Spasticity is a common movement disorder symptom in individuals with cerebral palsy, hereditary spastic paraplegia, spinal cord injury and stroke, being one of the most disabling features in the progression of these diseases. Despite the potential benefit of using wearable robots to treat spasticity, their use is not currently recommended to subjects with a level of spasticity above ${1^+}$ on the Modified Ashworth Scale. The varying dynamics of this velocity-dependent tonic stretch reflex make it difficult to deploy safe personalized controllers. Here, we describe a novel adaptive torque controller via deep reinforcement learning (RL) for a knee exoskeleton under joint spasticity conditions, which accounts for task performance and interaction forces reduction. To train the RL agent, we developed a digital twin, including a musculoskeletal-exoskeleton system with joint misalignment and a differentiable spastic reflexes model for the muscles activation. Results for a simulated knee extension movement showed that the agent learns to control the exoskeleton for individuals with different levels of spasticity. The proposed controller was able to reduce maximum torques applied to the human joint under spastic conditions by an average of 10.6\% and decreases the root mean square until the settling time by 8.9\% compared to a conventional compliant controller.

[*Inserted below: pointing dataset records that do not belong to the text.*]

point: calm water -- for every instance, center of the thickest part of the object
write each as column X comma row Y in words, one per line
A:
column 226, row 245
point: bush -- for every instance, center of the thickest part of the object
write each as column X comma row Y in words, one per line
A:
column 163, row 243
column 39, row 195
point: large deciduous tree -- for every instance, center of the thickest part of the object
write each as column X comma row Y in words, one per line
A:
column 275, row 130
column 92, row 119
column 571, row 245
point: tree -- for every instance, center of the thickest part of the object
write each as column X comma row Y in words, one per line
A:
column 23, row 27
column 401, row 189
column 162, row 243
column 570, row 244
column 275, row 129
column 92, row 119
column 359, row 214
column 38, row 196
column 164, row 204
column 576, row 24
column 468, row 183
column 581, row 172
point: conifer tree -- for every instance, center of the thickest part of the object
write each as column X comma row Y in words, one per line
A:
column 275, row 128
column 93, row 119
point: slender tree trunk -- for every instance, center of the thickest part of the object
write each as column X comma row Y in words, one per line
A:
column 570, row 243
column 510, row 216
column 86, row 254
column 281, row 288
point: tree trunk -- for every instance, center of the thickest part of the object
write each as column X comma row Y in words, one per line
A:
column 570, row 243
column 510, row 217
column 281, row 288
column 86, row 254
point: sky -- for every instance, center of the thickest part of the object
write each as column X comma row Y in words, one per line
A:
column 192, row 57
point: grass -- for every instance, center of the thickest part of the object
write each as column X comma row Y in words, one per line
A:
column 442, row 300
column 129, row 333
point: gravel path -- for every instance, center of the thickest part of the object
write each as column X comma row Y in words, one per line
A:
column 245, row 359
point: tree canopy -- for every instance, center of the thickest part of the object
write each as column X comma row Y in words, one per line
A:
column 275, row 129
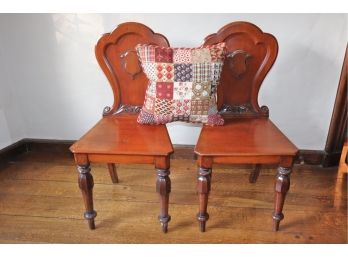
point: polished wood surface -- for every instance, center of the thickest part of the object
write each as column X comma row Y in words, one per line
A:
column 250, row 55
column 248, row 135
column 40, row 203
column 123, row 135
column 117, row 137
column 116, row 55
column 240, row 137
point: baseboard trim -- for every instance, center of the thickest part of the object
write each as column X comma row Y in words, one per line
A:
column 310, row 157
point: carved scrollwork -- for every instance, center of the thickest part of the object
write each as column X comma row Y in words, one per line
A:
column 130, row 62
column 238, row 63
column 123, row 108
column 236, row 109
column 128, row 108
column 106, row 110
column 265, row 110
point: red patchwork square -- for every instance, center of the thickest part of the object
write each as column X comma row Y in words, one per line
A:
column 163, row 54
column 181, row 108
column 164, row 90
column 182, row 83
column 165, row 72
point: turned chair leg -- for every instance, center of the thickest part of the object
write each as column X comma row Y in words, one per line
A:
column 255, row 173
column 281, row 187
column 113, row 172
column 203, row 188
column 86, row 185
column 163, row 188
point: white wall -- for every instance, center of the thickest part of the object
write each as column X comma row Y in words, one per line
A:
column 52, row 87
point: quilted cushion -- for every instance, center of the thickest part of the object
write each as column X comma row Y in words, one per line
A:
column 182, row 83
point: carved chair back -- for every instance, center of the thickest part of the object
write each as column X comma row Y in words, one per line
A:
column 116, row 55
column 250, row 55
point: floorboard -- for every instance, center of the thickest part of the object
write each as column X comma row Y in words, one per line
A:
column 40, row 202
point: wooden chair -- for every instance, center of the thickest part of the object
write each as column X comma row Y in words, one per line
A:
column 117, row 137
column 248, row 135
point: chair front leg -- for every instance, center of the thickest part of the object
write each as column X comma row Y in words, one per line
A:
column 163, row 188
column 281, row 187
column 86, row 184
column 255, row 173
column 203, row 188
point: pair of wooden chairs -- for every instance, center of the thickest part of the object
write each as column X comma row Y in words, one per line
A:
column 248, row 135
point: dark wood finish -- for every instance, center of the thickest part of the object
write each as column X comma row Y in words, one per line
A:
column 255, row 173
column 338, row 125
column 250, row 55
column 40, row 203
column 117, row 137
column 113, row 172
column 203, row 188
column 311, row 157
column 117, row 57
column 248, row 135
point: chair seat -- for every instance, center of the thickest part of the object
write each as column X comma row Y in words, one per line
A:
column 244, row 137
column 123, row 135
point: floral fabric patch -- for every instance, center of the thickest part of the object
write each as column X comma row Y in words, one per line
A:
column 182, row 83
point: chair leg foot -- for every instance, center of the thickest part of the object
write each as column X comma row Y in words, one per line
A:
column 255, row 173
column 86, row 184
column 281, row 186
column 203, row 188
column 164, row 227
column 163, row 188
column 113, row 172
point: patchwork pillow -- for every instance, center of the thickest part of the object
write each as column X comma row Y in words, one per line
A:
column 182, row 83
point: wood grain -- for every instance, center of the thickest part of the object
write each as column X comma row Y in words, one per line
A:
column 40, row 202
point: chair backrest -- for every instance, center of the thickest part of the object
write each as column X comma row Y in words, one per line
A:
column 250, row 55
column 116, row 55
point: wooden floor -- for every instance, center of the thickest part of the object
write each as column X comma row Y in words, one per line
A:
column 40, row 202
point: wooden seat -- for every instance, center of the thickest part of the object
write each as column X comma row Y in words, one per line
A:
column 117, row 137
column 123, row 135
column 244, row 137
column 248, row 136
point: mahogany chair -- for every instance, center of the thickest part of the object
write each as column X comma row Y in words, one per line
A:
column 248, row 136
column 117, row 137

翻译：痉挛是脑瘫、遗传性痉挛性截瘫、脊髓损伤和中风患者常见的运动障碍症状，也是这些疾病进展中最具致残性的特征之一。尽管使用可穿戴机器人治疗痉挛具有潜在益处，但目前不建议将改良Ashworth量表评级高于${1^+}$的痉挛患者纳入适用范围。这种速度依赖性强直牵张反射的动态变化特性使得部署安全的个性化控制器面临挑战。本文提出一种基于深度强化学习（RL）的膝关节外骨骼自适应扭矩控制器，该控制器在关节痉挛条件下兼顾任务执行性能与交互力降低。为训练强化学习智能体，我们开发了包含关节错位肌肉骨骼-外骨骼系统的数字孪生模型，并采用可微分痉挛反射模型进行肌肉激活模拟。膝关节伸展运动的仿真结果表明，该智能体能够学习控制外骨骼以适应不同痉挛等级的患者。与传统柔顺控制器相比，所提出的控制器在痉挛条件下能将施加于人体关节的最大扭矩平均降低10.6%，并将稳定时间前的均方根误差降低8.9%。